Daha önceki yazılarımızda uluslararası kredi derecelendirme kuruluşlarından ve siyasi sebeplerden dolayı Türkiye’nin kredi notlarını nasıl kırdığını görmüştük. Bugün ise dolar üzerinden yapılan saldırıları inceleyeceğiz, inşallah.
Bunun en somut örneği iki gün önce yaşandı. Malumunuz döviz uzun zamandan beri yükselişte. Türk Lirası, hiç olmadığı kadar değer kaybetmiş durumda. Doğal olarak buna karşı önlemler de alınmaya çalışılıyor. Yapılan saldırıları önlemeye çalışan projeler yürürlüğe henüz daha konmadan kirli eller duruma el attı.
Türkiye ekonomisi, Mayıs 2013’te çıkan ‘Gezi Olayları’ndan itibaren büyük saldırı altında. IMF’ye borç bitmiş, faizler hiç olmadığı kadar düşmüştü. Kirli eller o günlerde Türkiye’ye uzandı. 15 Temmuz’da yaşanan hain kalkışma ile devam eden bu karıştırma eylemi, 24 Haziran seçimleri öncesinde yine başladı.

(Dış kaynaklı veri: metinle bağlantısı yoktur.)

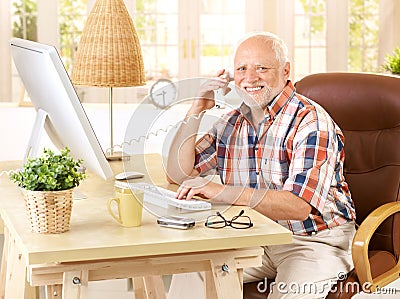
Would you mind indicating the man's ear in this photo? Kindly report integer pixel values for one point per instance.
(286, 70)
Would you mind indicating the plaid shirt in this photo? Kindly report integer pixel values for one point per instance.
(297, 147)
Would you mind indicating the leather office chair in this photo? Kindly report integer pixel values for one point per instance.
(367, 108)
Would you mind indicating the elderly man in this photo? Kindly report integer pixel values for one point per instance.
(281, 154)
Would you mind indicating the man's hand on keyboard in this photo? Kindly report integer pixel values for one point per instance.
(215, 192)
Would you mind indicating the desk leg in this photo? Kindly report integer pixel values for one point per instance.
(210, 291)
(15, 281)
(226, 278)
(150, 287)
(4, 259)
(139, 288)
(154, 287)
(53, 291)
(75, 284)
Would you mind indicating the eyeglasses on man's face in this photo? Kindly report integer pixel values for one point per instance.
(219, 221)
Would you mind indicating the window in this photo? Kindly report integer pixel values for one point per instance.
(182, 39)
(364, 31)
(310, 37)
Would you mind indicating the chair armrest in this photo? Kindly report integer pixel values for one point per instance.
(360, 248)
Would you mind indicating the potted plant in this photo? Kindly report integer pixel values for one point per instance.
(392, 62)
(48, 182)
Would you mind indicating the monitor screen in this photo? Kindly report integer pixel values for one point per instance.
(58, 107)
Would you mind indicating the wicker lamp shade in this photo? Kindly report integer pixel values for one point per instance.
(109, 53)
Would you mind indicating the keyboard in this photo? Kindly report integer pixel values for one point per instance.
(163, 197)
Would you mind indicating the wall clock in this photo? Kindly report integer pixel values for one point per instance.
(163, 93)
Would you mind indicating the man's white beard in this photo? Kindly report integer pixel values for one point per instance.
(263, 99)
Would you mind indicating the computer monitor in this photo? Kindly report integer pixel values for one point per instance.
(58, 108)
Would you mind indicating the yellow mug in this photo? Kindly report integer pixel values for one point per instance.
(130, 206)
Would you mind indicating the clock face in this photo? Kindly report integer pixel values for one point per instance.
(163, 93)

Cumhurbaşkanı Recep Tayyip Erdoğan, AK Parti grup toplantısında “Ekonomide rasyonel bir tabanı olmayan, tamamen kur saldırısının önüne geçmek için projelerimiz var” açıklamasını yaptığı anda 4.27 TL’den 4.30’a çıkartılan dolara rekor kırdırıldı. Londra kaynaklı hacimsiz işlemlerle yapılan operasyonun zamanlaması, Türkiye’ye yönelik saldırının pervasızlaştığının açık bir göstergesi oldu.
ABD’de FED’in faiz artırımı yapacağı beklentisi gelişmekte olan tüm ülkelerin para birimlerini olumsuz etkilerken hedefte Ruble ve Lira vardı. Ne olur! Ne olur içimizdeki İrlandalıları susturalım. Bunlar faiz lobisinin ekmeklerine yağ sürüyorlar.
Mayıs 2013’ten bu yana Türk Lirası yüzde 56 değer kaybetti. Bu yerli çığırtkanlar biraz milli duruşlarını muhafaza etselerdi durum şüphesiz ki bambaşka olacaktı. Ey yerli çığırtkanlar! Ey içimizdeki İrlandalılar! Bizim başka ülkemiz yok! Ülkenize sahip çıkın!
Dün de doların 4,40’a dayanmasının ardından Külliye’de ekonominin kurmayları toplandı ve alınacak önemleri konuştu. Bunun ardından ise doların ateşi düştü, Borsa değer kazandı. Dövizin aşırı değer kazanmasıyla da Borsa son 10 ayın en düşük seviyesini gördü.
Bu arada geçtiğimiz gün Dünya Bankası ve dün Avrupa İmar ve Kalkınma Bankası Türkiye için beklentilerinin büyüme olduğunu açıkladı. İçimizdekileri ya susturacağız ya da durumu anlatıp safımıza çekeceğiz. Bunun başka bir yolu yok.